In my experience, discussions concerning race, gender, ethnicity or culture tend to settle on, what many consider, the obvious. The discussion moves like a compass needle seeking magnetic north. In reality, every true navigator worth their salt is going to adjust for error. The conversation concerning race is void true navigators.
The obvious “north” black culture is________ fill in the blank; “white” culture is________ fill in the blank. And, of course, it is these differences that are causing problems and generate the issues we have seen playing out in the media. Right? It’s not that easy.
The reality is surprising. I would offer that it is behavior that is at the core. Behavior is a function not so much of an obvious culture, the culture we see, black people act this way; white people act that way but of subcultures. There exist a vast number of subcultures e.g. religion, club or organizational affiliations. These are cultures we do not see, and each impacts behavior. Particularly worthy of note, there is no greater impact on behavior than belonging to a subculture of poverty.
Subcultures cut across race, gender, and ethnicity. The subculture of poverty drives language. It drives interactions between peoples. It drives how money, food, and the police, are viewed.
It is the one subculture that is universal in its behavior.
True navigators look for error. It is an error that all Black Americans behave the same or all White Americans behave the same. In short, middle-class Black and White Americans have more in common with each other, read behaviors, than with Black or White Americans at the poverty economic level.

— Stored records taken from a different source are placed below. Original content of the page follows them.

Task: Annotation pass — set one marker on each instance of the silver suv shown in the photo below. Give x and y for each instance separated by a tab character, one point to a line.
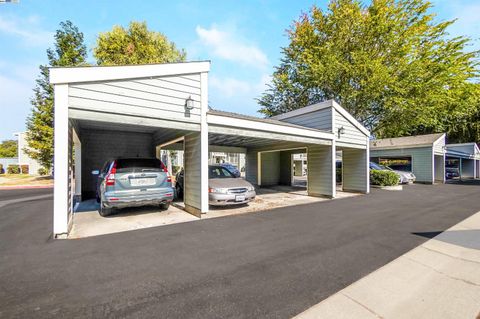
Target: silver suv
130	182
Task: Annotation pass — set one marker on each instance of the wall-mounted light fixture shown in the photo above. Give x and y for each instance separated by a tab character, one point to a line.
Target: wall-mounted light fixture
341	130
189	104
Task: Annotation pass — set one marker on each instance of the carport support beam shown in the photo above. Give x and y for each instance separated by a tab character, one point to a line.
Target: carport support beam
60	190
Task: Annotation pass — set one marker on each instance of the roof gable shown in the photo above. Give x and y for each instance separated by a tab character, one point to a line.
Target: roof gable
320	106
407	141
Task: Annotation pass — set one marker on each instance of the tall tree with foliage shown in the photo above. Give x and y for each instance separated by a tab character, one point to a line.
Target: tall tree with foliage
135	45
9	148
69	50
389	64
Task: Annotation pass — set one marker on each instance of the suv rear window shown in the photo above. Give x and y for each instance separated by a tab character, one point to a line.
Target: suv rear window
132	163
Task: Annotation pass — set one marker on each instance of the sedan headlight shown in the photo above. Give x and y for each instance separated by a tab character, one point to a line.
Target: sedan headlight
218	190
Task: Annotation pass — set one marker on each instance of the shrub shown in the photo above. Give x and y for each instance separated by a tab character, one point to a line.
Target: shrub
13	169
384	178
24	169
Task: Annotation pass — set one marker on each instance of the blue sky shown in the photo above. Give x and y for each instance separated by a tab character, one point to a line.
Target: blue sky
241	38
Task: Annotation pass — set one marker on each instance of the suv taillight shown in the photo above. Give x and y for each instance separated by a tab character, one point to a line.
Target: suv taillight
110	179
164	168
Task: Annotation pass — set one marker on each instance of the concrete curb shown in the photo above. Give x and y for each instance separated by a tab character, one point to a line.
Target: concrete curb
25	187
437	279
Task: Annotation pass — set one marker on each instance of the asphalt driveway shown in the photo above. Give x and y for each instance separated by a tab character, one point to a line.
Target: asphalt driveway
272	264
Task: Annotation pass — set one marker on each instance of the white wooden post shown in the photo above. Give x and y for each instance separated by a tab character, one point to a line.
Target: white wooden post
60	191
78	164
204	142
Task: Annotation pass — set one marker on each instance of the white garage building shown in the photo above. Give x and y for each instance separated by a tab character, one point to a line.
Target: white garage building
467	158
425	153
134	111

I could go on, but I need to keep this short.
I have had this conversation with a number of people; it is a conversation that will give one a headache. Headaches are needed. The short, simple “it’s racial” response is too easy. It is not acceptable. We, all of us, regardless of race, who want to make a difference not just headlines, will engage in this sort of conversation.
It is a difficult conversation. Navigating the ocean without GPS is difficult. It requires a navigator who understands there is magnetic north and true north. You have to take the error out.